Robert H. DuRant and colleagues of Wake Forest University in Winston-Salem,
N.C., conducted a telephone survey of 2,300 young people, ages 16 to 20, across
the United States. The survey found 22 percent of males and 14 percent of
females said they had watched professional wrestling on television over the past
two weeks.
The survey respondents who said they had tried to hurt someone with a weapon
watched 67 percent more wrestling than those who had not tried to hurt anyone.
Those who engaged in sex without birth control watched wrestling 42 percent more
frequently than those who used birth control.
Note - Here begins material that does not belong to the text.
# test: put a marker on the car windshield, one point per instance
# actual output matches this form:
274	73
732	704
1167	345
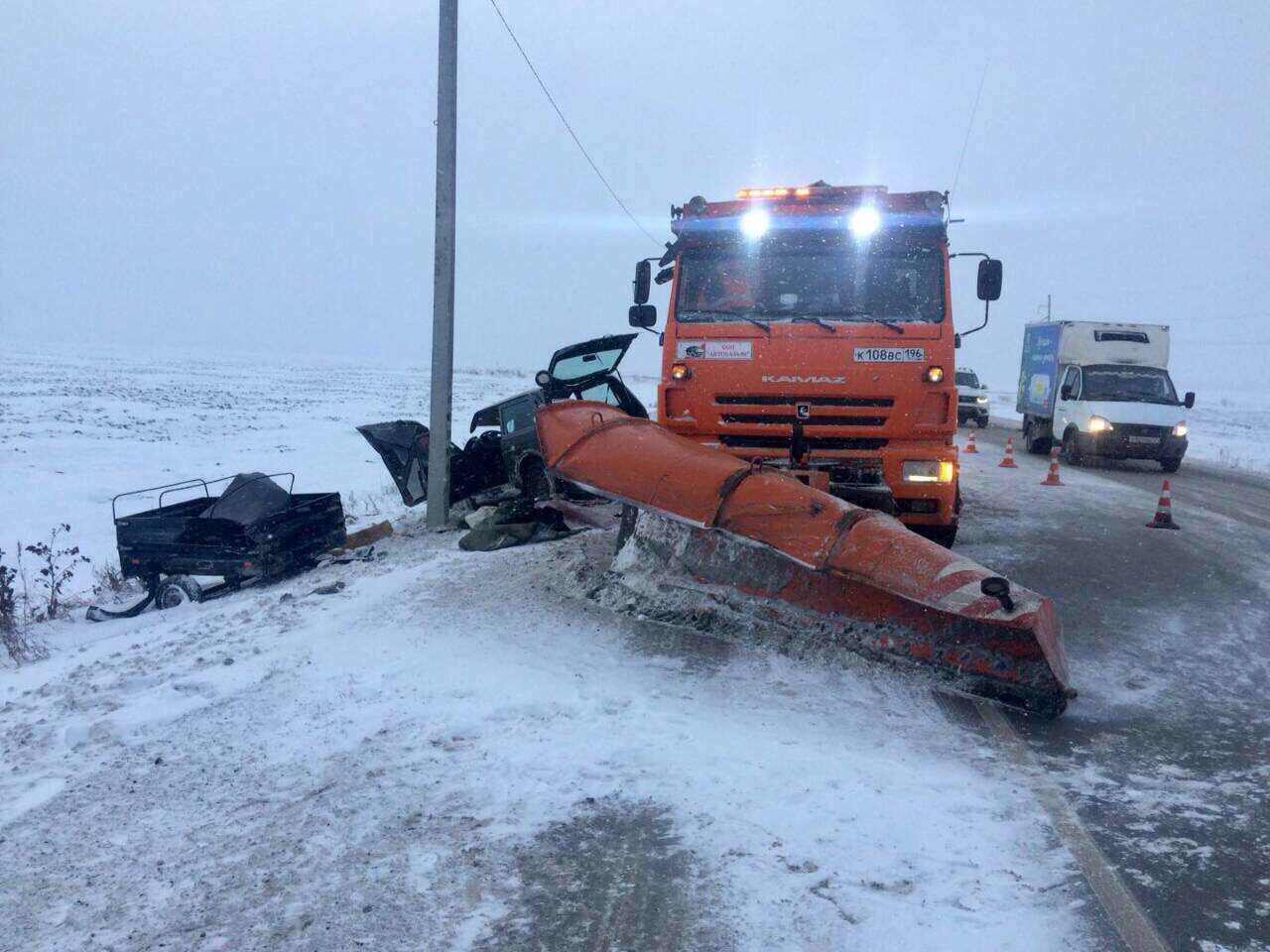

DuRant said although no cause-and-effect relationship can be implied, but "we
can only conclude that as the frequency of watching wrestling increases or
decreases, the health risk behavior associated also changes."
The study, published in the Southern Medical Journal, found for each one
additional time watching wrestling over the past two weeks, the rates of
violent/risky behaviors -- sex without birth control, fighting with a girlfriend
or boyfriend, or threatening or harming someone with a weapon -- increased by up
to 19 percent.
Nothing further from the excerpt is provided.